For international buyers, that vertical control translates into accountability. When a single factory owns every step, defects are traced and fixed at source rather than bounced between vendors, and your specifications survive intact from first sample to bulk. We back this with 15+ years of experience, shipments to 60+ countries, more than 5 million pairs produced per year and a 98.5% on-time delivery rate. Our certifications — CE EN ISO 12312-1, FDA registration, ANSI Z80.3, AS/NZS 1067, REACH, ISO 9001 and BSCI audit — mean the compliance documentation your market requires already exists. Explore our manufacturing capabilities and quality control process to see how this works in practice.
Frequently asked questions
Which material is usually cheaper for custom sunglasses at low MOQ? Usually injected PC on simple fashion shapes, because small orders absorb the same setup, logo, packaging, and QC costs as larger runs and PC programs are often easier to process. Do not compare quotations on resin name alone. Ask the supplier for a like-for-like price using the same lens, hinge, finish, logo method, packaging, and quality standard.
Is TR90 always the better choice for durability? No. TR90 is often chosen for flexibility and bend recovery, but durability depends on the full construction: hinge design, insert retention, section thickness, lens fit, and assembly control. Request testing on the actual frame, inspect the hinge area after repeated opening and closing, and judge the finished product rather than relying on material claims.
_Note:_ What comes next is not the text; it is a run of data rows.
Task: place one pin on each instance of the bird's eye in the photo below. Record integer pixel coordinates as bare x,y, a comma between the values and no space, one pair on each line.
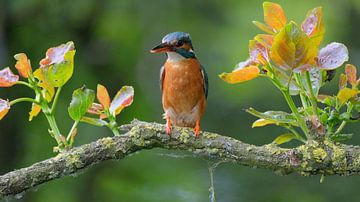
179,43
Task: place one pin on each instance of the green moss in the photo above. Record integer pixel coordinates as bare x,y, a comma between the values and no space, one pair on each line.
319,154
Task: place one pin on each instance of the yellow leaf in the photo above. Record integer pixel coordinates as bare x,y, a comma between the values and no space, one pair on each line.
345,94
103,96
23,65
240,75
262,122
35,110
274,15
350,71
293,49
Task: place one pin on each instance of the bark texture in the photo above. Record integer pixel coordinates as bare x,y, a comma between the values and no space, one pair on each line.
310,159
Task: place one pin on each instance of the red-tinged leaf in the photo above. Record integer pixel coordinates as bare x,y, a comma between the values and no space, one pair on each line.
350,71
345,94
4,108
240,74
56,55
103,96
123,98
7,78
342,81
292,49
274,15
263,27
23,65
35,110
332,56
313,25
265,40
258,52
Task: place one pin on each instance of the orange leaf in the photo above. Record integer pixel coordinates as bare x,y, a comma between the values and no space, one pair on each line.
103,96
23,65
240,75
350,71
4,108
274,15
35,110
292,48
263,27
7,78
313,25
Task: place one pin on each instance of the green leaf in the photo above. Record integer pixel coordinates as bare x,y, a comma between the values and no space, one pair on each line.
341,137
94,121
262,122
58,66
123,98
81,101
275,116
284,138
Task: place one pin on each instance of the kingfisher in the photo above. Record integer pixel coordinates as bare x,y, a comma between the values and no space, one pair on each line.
183,82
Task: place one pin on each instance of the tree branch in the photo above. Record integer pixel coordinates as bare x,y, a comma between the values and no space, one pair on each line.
310,159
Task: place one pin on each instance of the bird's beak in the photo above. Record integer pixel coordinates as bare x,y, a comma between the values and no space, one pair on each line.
163,47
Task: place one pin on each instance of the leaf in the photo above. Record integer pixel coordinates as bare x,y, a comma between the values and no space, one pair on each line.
4,108
332,56
35,110
350,71
262,122
263,27
7,78
48,90
276,116
58,66
123,98
103,96
313,25
265,39
292,49
81,101
341,137
345,94
93,121
284,138
241,74
342,81
23,65
258,52
274,15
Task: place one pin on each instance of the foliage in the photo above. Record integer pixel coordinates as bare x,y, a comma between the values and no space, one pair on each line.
289,55
47,81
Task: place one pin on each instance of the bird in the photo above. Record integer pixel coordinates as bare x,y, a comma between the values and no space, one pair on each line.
183,82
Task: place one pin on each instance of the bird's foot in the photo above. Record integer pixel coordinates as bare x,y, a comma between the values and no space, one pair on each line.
197,129
168,126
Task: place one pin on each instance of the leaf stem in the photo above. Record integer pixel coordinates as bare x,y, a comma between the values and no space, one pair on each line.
23,99
312,97
56,98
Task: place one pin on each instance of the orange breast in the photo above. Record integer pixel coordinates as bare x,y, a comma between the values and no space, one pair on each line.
183,90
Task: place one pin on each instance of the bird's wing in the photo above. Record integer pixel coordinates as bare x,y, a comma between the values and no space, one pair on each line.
205,80
162,76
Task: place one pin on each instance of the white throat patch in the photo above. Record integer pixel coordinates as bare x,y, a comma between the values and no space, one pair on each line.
174,57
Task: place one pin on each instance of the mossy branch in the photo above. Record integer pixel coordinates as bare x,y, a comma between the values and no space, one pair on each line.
310,159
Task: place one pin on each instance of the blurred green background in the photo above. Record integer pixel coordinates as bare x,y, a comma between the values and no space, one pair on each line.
113,39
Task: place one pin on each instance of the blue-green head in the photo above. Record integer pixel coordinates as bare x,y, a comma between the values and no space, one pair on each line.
179,42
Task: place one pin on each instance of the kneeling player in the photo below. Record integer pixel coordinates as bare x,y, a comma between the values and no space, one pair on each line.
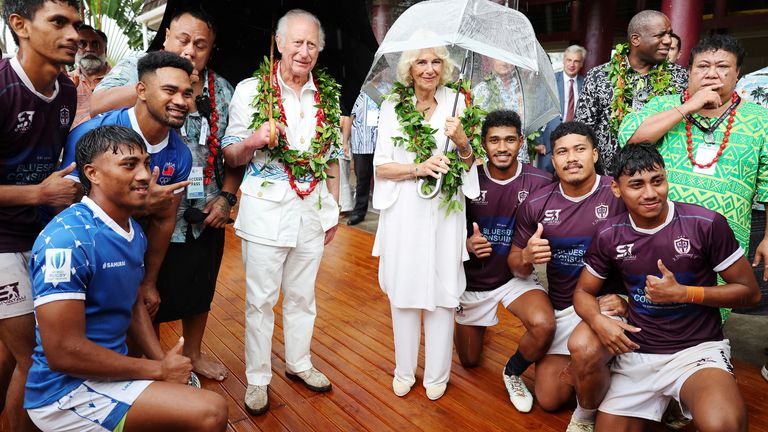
668,255
504,185
86,268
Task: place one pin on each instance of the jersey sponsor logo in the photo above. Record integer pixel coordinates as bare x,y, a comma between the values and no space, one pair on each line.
113,264
625,251
64,116
168,169
9,294
24,121
682,245
601,211
551,216
58,265
480,200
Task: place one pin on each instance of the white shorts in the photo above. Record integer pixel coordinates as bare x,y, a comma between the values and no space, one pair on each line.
91,407
15,286
479,308
566,321
643,384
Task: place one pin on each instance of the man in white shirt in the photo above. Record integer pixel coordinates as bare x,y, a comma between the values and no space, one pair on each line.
569,84
288,209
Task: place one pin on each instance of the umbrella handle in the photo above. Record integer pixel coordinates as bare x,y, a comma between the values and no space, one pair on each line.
435,190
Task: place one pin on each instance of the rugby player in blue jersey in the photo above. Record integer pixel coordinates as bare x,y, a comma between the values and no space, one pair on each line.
86,267
37,107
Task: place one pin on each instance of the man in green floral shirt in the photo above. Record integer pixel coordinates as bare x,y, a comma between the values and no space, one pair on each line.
714,144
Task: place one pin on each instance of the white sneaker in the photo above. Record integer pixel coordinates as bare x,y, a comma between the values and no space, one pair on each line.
400,388
313,379
519,395
579,426
256,399
435,392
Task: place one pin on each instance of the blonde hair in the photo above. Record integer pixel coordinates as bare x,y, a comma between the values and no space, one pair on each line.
407,58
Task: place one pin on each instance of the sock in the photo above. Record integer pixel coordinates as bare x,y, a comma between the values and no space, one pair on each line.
584,415
517,364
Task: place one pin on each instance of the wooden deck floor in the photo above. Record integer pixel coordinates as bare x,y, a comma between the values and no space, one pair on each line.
353,346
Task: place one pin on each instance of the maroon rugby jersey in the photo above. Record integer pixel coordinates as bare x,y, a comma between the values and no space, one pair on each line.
495,211
569,225
693,243
33,130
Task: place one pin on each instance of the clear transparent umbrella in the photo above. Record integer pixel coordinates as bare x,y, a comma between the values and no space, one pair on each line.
489,31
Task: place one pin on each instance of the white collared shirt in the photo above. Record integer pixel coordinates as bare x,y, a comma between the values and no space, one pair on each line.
566,83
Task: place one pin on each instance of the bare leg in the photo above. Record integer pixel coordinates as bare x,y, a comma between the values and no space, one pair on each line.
202,363
714,399
550,391
589,366
18,335
611,423
7,365
535,311
173,407
469,344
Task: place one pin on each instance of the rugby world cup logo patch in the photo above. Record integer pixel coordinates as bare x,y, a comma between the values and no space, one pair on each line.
601,211
58,265
64,116
682,245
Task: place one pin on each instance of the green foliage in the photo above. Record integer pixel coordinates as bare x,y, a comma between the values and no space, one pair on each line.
661,83
419,139
327,137
124,13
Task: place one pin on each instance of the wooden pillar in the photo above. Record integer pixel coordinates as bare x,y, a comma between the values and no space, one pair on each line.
598,35
686,23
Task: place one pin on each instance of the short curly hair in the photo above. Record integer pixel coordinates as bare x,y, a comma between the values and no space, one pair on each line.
408,57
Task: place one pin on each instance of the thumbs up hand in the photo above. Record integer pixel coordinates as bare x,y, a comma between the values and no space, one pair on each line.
537,251
664,289
175,366
477,244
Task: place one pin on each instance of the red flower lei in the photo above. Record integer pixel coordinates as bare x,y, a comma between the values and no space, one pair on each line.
726,135
213,137
320,119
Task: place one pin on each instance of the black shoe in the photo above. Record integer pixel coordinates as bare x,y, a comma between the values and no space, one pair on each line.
355,219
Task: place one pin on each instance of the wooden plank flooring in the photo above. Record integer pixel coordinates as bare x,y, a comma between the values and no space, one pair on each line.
353,346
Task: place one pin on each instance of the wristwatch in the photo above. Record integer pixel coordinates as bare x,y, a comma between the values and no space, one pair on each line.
230,197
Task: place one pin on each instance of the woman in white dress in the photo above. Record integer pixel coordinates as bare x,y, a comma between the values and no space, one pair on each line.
421,245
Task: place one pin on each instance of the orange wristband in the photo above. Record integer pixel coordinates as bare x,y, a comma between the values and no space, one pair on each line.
694,294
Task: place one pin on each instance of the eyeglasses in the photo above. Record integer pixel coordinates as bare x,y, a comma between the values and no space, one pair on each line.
95,44
509,140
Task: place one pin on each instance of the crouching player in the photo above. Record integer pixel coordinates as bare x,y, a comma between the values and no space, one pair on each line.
86,267
668,255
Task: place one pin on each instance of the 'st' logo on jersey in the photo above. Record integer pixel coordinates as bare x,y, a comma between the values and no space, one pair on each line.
601,211
24,121
551,216
682,245
624,251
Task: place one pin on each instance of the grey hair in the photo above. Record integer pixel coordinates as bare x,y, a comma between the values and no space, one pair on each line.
408,57
282,26
576,49
641,20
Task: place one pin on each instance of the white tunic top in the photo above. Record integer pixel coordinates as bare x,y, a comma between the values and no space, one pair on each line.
421,247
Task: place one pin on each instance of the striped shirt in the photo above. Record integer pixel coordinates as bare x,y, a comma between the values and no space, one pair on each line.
364,129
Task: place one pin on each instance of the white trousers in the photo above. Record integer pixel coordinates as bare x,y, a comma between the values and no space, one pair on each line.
438,344
267,268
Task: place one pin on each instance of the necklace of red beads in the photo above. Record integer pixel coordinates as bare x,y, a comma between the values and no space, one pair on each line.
726,135
303,161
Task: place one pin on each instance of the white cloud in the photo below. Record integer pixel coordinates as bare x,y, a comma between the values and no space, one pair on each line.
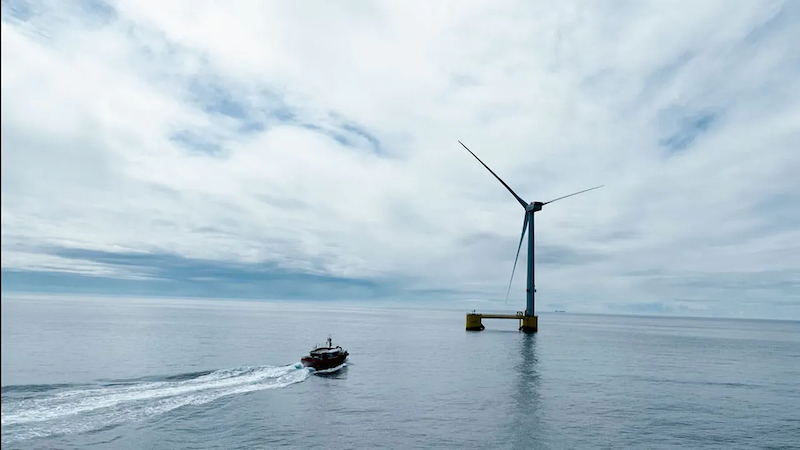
554,96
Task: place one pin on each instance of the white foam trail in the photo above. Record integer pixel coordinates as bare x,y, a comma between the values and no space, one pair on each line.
83,409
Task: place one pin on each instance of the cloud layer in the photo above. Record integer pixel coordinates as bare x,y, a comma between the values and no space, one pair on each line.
298,148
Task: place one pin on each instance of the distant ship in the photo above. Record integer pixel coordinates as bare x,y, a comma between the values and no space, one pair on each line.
322,358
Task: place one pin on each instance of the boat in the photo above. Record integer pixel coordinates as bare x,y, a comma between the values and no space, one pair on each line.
322,358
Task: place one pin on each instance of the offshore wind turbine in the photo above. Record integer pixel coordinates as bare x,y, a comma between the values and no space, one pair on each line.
527,224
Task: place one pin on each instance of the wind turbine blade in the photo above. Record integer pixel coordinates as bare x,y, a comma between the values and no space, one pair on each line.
576,193
521,238
520,200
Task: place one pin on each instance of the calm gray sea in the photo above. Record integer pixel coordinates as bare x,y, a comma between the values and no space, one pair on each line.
180,374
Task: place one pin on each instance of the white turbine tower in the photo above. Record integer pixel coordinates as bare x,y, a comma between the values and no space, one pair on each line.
530,209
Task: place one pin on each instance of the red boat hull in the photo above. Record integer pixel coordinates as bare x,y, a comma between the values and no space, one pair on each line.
323,364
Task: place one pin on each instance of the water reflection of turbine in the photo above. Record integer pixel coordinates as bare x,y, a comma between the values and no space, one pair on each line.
527,428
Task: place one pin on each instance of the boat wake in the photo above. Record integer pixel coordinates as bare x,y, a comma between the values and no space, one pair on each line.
31,411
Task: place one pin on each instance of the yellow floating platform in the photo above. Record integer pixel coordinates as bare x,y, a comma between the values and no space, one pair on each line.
528,324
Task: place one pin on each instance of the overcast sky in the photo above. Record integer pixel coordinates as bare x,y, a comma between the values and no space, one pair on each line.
308,149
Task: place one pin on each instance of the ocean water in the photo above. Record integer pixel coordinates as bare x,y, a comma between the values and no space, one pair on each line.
191,374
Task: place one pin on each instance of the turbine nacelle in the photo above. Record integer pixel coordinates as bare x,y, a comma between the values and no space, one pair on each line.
534,206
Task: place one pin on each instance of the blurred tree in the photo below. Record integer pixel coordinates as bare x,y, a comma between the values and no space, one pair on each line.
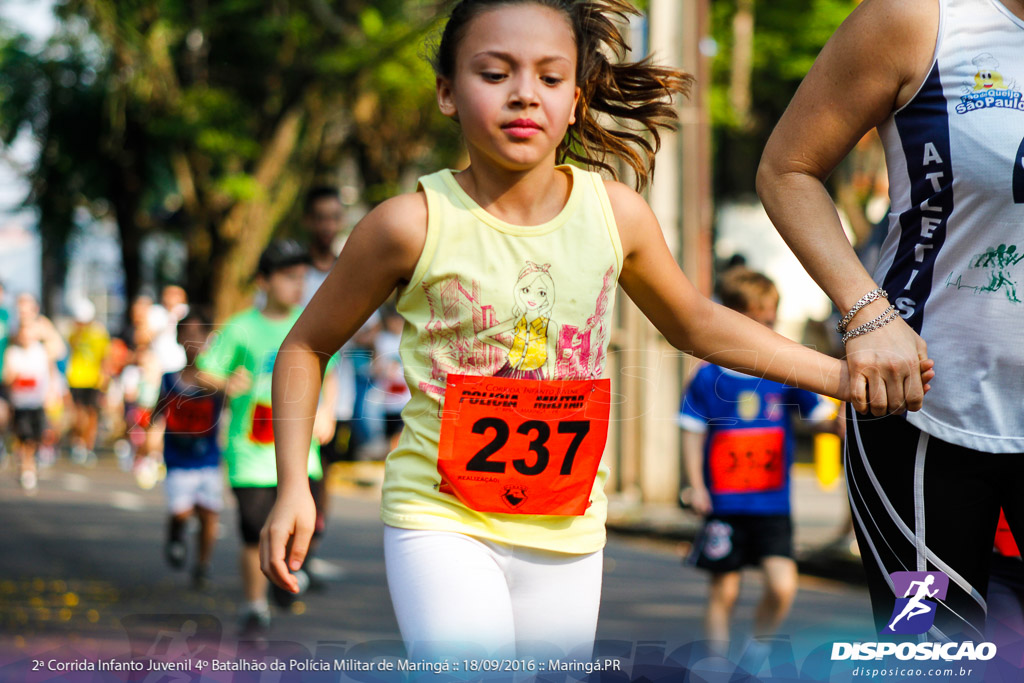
222,113
764,51
54,96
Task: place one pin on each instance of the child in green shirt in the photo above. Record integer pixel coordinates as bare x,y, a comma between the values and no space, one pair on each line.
241,360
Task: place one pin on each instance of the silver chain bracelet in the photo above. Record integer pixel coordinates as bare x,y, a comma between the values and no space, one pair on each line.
864,300
885,318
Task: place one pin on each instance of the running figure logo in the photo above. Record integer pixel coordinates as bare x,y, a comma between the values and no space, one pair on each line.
914,612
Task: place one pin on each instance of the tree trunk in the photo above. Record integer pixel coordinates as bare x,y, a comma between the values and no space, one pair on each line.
249,224
742,62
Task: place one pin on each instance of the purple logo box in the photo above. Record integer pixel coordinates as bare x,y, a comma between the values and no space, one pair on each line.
915,596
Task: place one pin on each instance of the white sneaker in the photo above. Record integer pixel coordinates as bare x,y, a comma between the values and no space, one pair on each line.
29,480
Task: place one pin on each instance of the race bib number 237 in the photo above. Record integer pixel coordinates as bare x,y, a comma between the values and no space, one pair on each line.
522,446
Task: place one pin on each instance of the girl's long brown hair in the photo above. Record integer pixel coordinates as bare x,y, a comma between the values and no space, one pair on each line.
636,94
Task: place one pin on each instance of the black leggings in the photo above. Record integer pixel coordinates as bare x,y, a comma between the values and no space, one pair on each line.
921,504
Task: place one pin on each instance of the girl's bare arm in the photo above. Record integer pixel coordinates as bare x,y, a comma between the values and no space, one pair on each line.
380,255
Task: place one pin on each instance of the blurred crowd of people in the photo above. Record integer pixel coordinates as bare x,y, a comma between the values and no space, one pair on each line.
73,386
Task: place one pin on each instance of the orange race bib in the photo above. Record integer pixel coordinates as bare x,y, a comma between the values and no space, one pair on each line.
192,415
522,446
262,428
743,461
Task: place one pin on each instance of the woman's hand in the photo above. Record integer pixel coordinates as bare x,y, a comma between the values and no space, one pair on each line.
889,370
285,538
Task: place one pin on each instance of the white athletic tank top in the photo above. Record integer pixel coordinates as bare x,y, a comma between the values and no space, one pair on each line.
953,259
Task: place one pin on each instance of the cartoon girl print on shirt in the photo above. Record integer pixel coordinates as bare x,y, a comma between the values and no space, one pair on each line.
535,336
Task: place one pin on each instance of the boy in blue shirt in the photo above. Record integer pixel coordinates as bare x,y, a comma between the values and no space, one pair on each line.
737,450
189,415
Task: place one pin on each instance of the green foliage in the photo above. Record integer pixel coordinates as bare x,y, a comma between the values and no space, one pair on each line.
787,37
139,101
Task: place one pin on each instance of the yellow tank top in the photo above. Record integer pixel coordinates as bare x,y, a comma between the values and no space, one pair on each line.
491,298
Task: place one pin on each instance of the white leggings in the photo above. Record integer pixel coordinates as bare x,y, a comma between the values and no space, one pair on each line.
457,596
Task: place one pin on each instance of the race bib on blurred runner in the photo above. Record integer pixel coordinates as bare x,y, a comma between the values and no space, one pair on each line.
262,429
743,461
192,415
522,446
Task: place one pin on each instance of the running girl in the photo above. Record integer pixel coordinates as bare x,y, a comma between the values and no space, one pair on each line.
515,566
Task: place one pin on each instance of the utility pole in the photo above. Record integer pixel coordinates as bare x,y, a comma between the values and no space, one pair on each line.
652,373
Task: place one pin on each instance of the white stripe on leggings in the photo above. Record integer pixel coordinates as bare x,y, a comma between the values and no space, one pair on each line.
945,568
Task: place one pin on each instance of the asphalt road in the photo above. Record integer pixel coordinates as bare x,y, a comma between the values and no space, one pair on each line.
82,578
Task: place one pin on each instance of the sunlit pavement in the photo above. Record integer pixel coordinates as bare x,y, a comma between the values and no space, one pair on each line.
82,567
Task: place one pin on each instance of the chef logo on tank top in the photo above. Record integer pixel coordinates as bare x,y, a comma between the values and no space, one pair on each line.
989,88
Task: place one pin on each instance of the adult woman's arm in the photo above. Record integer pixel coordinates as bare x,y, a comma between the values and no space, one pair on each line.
873,65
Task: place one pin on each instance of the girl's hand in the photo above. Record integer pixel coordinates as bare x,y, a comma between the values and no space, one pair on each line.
285,538
889,370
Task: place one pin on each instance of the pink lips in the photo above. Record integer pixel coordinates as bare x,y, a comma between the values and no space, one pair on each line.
521,128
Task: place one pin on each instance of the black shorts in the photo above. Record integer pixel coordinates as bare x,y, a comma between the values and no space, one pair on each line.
254,508
85,396
921,504
728,543
29,424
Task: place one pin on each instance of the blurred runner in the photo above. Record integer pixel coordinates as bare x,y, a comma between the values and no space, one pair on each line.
187,415
27,373
323,216
86,378
737,453
240,361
Can both PC and TR90 sunglasses meet export compliance requirements? Yes, if the finished sunglasses are tested and documented for the target market. Request evidence tied to the same frame-and-lens construction: EN ISO 12312-1 and the related CE documentation for EU sales, ANSI Z80.3 where applicable for the US market, AS/NZS 1067 for Australia and New Zealand, and REACH information for restricted substances. Treat FDA registration, ISO 9001, and BSCI as company-level documents, not proof that a specific SKU is compliant.
How fast can samples and bulk orders be completed? There is no reliable universal lead time. Stock-based developments with standard lenses usually move much faster than programs requiring new tooling, custom colors, special packaging, or revised testing. Ask the supplier to break the schedule into tool completion, first sample, sample revision, bulk production, and shipment booking, and confirm whether any critical items such as lenses or packaging are sourced externally.
What should I approve before confirming bulk production? Approve the pre-production sample made with the final resin grade, lens, finish, logo, hinge, and packaging. Also approve the drawing or spec sheet, the applicable test report or declaration, lens category or visible light transmission, cosmetic standard, key dimensions, inspection method, and all market-facing markings. If any of those change after approval, treat it as a new approval cycle rather than a minor update.